In another case, a student worker was assigned a nonverbal autistic kid who she took to the playground every day for a whole summer. One day while alone at the playground together, a bald eagle circled the playground and landed on a tree. The student and the autistic child both looked on in amazement. The autistic child made eye contact with his caregiver, pointed at the eagle, and attempted to say something. In these cases, the true connectedness between human beings broke through the students’ ordinary ways of understanding one’s self and others. The feeling of being connected to a larger humanity community was revealed.

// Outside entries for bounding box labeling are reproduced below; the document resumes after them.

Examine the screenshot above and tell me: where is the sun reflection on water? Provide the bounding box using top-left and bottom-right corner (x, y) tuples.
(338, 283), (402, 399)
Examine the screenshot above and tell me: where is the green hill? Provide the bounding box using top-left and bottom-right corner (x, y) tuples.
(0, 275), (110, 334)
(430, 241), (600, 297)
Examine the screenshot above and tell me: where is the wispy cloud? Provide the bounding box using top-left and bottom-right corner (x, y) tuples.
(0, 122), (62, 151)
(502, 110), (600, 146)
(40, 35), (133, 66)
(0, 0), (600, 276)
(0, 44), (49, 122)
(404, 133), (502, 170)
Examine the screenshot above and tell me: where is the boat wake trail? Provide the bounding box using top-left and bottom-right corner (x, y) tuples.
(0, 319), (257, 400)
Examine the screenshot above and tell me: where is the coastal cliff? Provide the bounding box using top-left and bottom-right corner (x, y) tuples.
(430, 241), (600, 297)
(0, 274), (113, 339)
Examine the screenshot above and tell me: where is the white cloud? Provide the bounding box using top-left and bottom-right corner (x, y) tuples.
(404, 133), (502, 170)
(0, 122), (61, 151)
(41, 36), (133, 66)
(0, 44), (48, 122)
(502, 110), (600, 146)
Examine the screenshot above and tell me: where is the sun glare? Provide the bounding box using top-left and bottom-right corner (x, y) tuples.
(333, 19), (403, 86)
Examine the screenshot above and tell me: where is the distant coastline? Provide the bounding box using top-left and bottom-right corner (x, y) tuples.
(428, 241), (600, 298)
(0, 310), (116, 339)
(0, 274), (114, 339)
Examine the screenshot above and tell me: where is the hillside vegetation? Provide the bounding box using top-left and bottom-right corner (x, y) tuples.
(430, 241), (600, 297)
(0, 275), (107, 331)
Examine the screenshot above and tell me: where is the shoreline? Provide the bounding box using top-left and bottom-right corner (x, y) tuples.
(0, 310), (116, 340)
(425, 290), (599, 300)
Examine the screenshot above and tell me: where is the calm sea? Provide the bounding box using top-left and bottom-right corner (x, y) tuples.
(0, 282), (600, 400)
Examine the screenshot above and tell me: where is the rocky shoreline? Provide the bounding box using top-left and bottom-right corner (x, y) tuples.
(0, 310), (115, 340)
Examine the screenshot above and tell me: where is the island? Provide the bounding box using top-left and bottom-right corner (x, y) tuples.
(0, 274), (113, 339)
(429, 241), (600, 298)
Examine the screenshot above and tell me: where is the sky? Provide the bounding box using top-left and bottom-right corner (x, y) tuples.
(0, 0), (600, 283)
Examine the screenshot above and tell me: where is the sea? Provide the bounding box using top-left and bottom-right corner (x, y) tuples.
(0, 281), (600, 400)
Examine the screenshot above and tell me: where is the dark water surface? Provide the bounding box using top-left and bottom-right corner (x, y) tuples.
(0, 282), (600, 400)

Both the religious site experiences and the experiences of the sacred in nature had the same thematic gist. One experience occurred in an ancient church and the other on an isolated cliff at sunset. Both included an enhanced sense of beauty as well as the feeling of being privileged simply to be present so that one could see and feel what was there. The churchgoer was struck by the fact that she was at a dwelling where millions of human beings over a number of centuries had travelled to pray there. The beautiful images and stained glass and burning incense all led to an elevated and complete sensory experience. She reported being humbled by it all. The cliff climber was at a remote beach location and climbed up a large rock face. She and her sister reached the summit at sunset. She reported that the colors and beauty of the sunset and the vastness of the ocean were like nothing she had ever seen. She felt like a small but important piece of the universe. She reported both feeling privileged to see this sight and transformed in some indescribable profound way.

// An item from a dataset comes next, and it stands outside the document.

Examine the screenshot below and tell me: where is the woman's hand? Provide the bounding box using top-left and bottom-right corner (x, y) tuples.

The sacred is beyond language, or at least ordinary language. Most students described heightened senses or seeing colors in particularly vivid ways. Their experiences encompassed a combination or complexity of emotions. That is, things could be “tragically beautiful,” or awful and awesome simultaneously. The sacred seemed to be a total human experience bringing on the feeling of being “overwhelmed” by meaningfulness. The sacred seemed to include some kind of physical sign such as the welling up of eyes, goose bumps on the back of the neck, or a general star-struckness that left the student gawking in silence. Maybe, a sacred experience is feeling all the things that a human being is capable of feeling—at once!
One of the fascinating similarities between the sacred and psychology is that the old term people used for a therapist was to call that person a “shrink.” The idea was that the therapist helped to shrink a person’s own evaluation of one’s self-importance. This is what the sacred experience appears to do. In fact, we might say that depression is to feel small and insignificant, while the sacred means to be small but connected. The disappearance of the sacred in our culture is disconcerting, but maybe not surprising, given the emphasis on individuality. The sacred seems to be in a reciprocal and inversely proportional relationship with the self—the bigger the sense of self, the less the sacred appears [SELF⇔sacred]. The more the sacred is felt, the more the self appears to be a small but important part of the whole big universe [SACRED⇔self].

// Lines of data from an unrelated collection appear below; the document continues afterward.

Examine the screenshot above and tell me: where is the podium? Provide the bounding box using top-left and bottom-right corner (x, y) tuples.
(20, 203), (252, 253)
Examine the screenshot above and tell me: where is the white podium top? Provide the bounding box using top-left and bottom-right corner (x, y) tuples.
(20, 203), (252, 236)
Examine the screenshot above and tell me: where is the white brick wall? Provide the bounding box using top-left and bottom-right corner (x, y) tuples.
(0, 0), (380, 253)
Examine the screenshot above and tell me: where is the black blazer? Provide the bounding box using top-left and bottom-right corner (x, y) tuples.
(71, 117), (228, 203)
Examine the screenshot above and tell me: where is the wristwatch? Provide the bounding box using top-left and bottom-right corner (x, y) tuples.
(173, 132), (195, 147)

Finally, the students felt that the sacred experience had transformed them as people. This transformation was immediate, semi-permanent, and completely unforgettable. This transformation was for the better and appeared to be a kind of kernel of deep insight or wisdom. Some students suggested it “restored their faith in humanity” or that they now see “every living thing is important.” The most common overall message was that we are really brothers and sisters, we are a small part of something much bigger, and it is an honor to be given a chance to see and understand even a tiny little portion of this thing called “life.”